Open in new window to print
Title: Jerk Pork Tenderloin with Minted Melon Salsa
¼ c olive oil
1 small onion (about 6 ounces), diced
4 cloves garlic, minced
1 serrano chili pepper, minced
2 T fresh thyme, minced
1 T paprika
1 t allspice
¼ t ground cinnamon
¼ t grated nutmeg
2 t pepper
1 t salt
2 pork tenderloins (about 12 ounces each)
Additional Olive Oil for sautéing
½ c Handley Gewurztraminer
Melon Salad ingredients:
2 c diced cantaloupe
2 c diced honeydew melon
1 T honey
1 T snipped spearmint
1. Heat olive oil in a small sauté pan over medium heat, add onion and sauté until nearly cooked
2. Add garlic and pepper and sauté for another minute. Remove from heat, cool.
3. Place cooled onion mixture in a blender, add the remaining rub ingredients and process until well blended. If it is too thick, add a few drops more oil. The rub just need to be spreadable.
1. Preheat oven to 400°.
2. Slice silver skin from tenderloins and remove any excess fat.

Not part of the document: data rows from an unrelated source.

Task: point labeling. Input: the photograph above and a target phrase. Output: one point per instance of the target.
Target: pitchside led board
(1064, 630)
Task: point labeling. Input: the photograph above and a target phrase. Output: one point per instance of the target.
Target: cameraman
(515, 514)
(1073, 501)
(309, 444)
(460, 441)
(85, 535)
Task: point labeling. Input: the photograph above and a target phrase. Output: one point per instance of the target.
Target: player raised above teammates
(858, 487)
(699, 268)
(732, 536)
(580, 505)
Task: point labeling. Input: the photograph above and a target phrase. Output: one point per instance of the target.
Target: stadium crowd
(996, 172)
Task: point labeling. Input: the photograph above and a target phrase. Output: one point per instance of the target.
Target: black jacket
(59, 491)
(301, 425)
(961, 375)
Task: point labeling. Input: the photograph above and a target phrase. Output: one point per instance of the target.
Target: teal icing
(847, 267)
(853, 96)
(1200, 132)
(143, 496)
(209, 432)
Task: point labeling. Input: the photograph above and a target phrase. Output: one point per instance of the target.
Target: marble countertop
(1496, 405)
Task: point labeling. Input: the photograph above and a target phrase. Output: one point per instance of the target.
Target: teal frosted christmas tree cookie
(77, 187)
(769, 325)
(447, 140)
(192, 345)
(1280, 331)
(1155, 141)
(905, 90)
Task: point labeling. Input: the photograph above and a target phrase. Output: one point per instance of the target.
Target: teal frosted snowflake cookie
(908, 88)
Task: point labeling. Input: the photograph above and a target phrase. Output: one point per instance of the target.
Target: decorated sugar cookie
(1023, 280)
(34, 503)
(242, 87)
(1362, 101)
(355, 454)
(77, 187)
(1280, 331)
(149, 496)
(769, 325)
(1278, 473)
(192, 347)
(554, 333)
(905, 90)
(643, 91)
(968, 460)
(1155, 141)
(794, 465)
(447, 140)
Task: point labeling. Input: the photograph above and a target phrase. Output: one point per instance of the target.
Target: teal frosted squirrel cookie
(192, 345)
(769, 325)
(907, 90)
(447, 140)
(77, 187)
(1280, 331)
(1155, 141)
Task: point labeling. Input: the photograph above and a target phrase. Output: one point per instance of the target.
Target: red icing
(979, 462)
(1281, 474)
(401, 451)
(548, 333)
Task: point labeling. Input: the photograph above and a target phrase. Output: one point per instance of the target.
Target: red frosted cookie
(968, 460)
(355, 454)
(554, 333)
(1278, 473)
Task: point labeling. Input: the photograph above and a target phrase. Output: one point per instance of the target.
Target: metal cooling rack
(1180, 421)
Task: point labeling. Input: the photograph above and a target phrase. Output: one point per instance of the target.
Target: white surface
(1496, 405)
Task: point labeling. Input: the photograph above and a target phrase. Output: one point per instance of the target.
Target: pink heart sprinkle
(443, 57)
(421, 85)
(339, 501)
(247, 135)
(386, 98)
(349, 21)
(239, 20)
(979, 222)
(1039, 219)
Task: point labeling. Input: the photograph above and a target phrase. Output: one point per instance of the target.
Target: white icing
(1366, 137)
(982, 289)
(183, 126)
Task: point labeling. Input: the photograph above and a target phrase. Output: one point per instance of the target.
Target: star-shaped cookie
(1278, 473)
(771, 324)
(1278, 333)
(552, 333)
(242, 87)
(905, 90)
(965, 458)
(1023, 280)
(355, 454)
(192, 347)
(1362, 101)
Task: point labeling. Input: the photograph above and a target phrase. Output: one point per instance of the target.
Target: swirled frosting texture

3. Brush about half of the jerk rub over the tenderloins.
4. Heat a large oven proof sauté pan, add 2 T of additional olive oil to pan.
5. When heated, sauté pork until brown and fragrant.
6. Add wine to pan, brush on additional rub if desired, and place the pan in the oven to roast for about 20
minutes, or until the fattest part of the roasts read 160°.
7. Remove roasts from the pan and let rest for about 10 minutes before slicing thinly.
8. Place on serving dish and pour pan juices over the slices.
Minted Melon Salad:
1. Combine both melons, the honey, and the spearmint.
2. Serve sliced tenderloin with the melon salad.
Optional: Tenderloins can also be grilled over hot coals, basting occasionally with the jerk
rub. Grilling also takes about 20 minutes to reach 160 internal degrees.
Recipe Handley Cellars, Philo, California.